As you progress through your culinary program, you can plan on learning more advanced skills that you may need as an executive chef or sous chef. You may learn how to plan menus, pair foods, and create visually appealing meals.
There are a variety of employment options for you after you complete your culinary arts program. The majority of your career prospects will likely be in restaurants, since the Bureau of Labor Statistics indicates that 46% of chefs work in restaurants. Many chefs also either work in hotels, catering companies, or private homes. If you want to be self-employed, there are many options you can consider. Many self-employed chefs either open their own restaurant, start a catering company, or work as a private chef.

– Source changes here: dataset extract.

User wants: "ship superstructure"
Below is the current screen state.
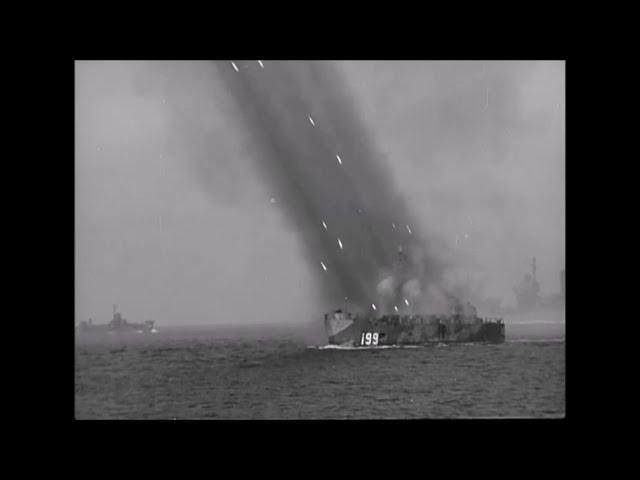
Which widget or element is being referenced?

There are many prominent culinary employers in Missouri, including Elite Cuisine, Patrice and Associates, and Landry's Restaurants.
After you complete your culinary program, you don't have to worry about getting licensed or certified before you can begin working. This is because Missouri currently has no licensing requirements for chefs and cooks. While certification is not necessary, it can be helpful in finding a job. You may want to pursue American Culinary Federation certification, since it can demonstrate a subset of your skills to employers.
As a chef, you should know that your salary is influenced by myriad factors, including experience and seniority. In fact, these two factors are probably the two biggest factors in deciding your salary. In the kitchen, executive chefs tend to earn the most money. They are followed by sous chefs and line chefs.
In general, the job outlook for culinary professionals in Missouri mirrors the job outlook across the country. Restaurant cooks can anticipate a 6% increase in job openings between 2010 and 2020 (O*Net, 2010). However, the demand for chefs is not expected to change very much in that same time frame (O*Net, 2010).